None of these considerations, readers will note, have anything to do with whether the book is any good. Both Wiles and O’Reilly admit that the most awkward aspect of the blurbocracy is committing to comment on a friend’s book only to discover it is a dud. O’Reilly continues, ‘I’d like to think I’d let them down gently and say, “Oh, I’m not able to do that at this point.” But I fear that I would just not respond to the email and pretend that I had the flu or something’. Wiles adds, ‘There’s a feeling that one gets when you are sent a book written by a friend where you almost don’t want to read it because what if it’s bad? The little kind of splinter in it or a hangnail that means you don’t want to get around to it.’
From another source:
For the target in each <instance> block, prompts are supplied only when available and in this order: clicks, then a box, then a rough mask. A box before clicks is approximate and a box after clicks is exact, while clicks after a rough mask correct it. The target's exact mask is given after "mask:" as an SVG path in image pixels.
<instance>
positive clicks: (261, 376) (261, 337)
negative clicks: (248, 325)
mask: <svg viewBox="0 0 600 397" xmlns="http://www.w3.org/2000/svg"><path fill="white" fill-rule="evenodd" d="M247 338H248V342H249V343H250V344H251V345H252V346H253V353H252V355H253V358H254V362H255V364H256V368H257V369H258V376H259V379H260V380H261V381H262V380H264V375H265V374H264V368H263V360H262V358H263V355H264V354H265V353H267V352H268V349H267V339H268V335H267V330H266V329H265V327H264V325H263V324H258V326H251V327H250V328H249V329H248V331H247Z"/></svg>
Blurbing fatigue is a real thing. When the same names appear at the top of every book on the shelves, if feels like their words lose some of their potency. John Self, who reviews books for the Irish Times and the Guardian, says that he disregards most blurbs because ‘some writers provide so many that it must be a full-time job, and the value of their praise is diluted by the frequency with which they seem to grant it’. I heard similarly jaded sentiments from a former book buyer for a major chain. Alex Christofi, editorial director at Transworld and author of Dostoyevsky in Love, puts it diplomatically: ‘When it comes to some of the super-busy people, you do wonder where they find the time to give all the blurbs that they give’.

There is an alternative view, which is offered by Tom Holland, the author of a series of books on classical history. Like Wiles, he recalls how his first non-fiction book, Rubicon, was given ‘a huge boost’ by blurbs from fellow historians A. N. Wilson and Andrew Roberts, neither of whom Holland knew. ‘I’ve never forgotten it,’ he continued, ‘and I vowed that I would, if ever in the same situation, do something similar.’ Where other authors expressed some concern about the critical reception of books they had blurbed – that praising a dud could make them look intellectually isolated – Holland waves those worries away, insisting that he always backs his critical judgement. Instead, he says with confidence, ‘I don’t want to adopt the mercantilist position of assuming that there are only a finite number of good books. If the books are good, then they’re worth promoting.’

Ironically, no one is able to say whether all of this effort works. There was consensus that it is impossible to ascribe a value to a blurb in the publishing process. When a book succeeds, the blurbs are just one of the contributing factors that make it fly. Instead, everyone does it because everyone else is doing it. Indeed, many publishers are making blurbing an even more important part of their operations. Employees at two publishers – one major, one indie – confirmed that for some titles they will send even earlier proofs to a smaller group of potential blurbers whom they feel sure will offer a quote so that when they target the larger pool, authors in the latter group will feel more pressure to provide their own endorsement as momentum is already building. And momentum is, ultimately, the thing that matters most. Because, as you may know, The Promise won The 2021 Booker Prize.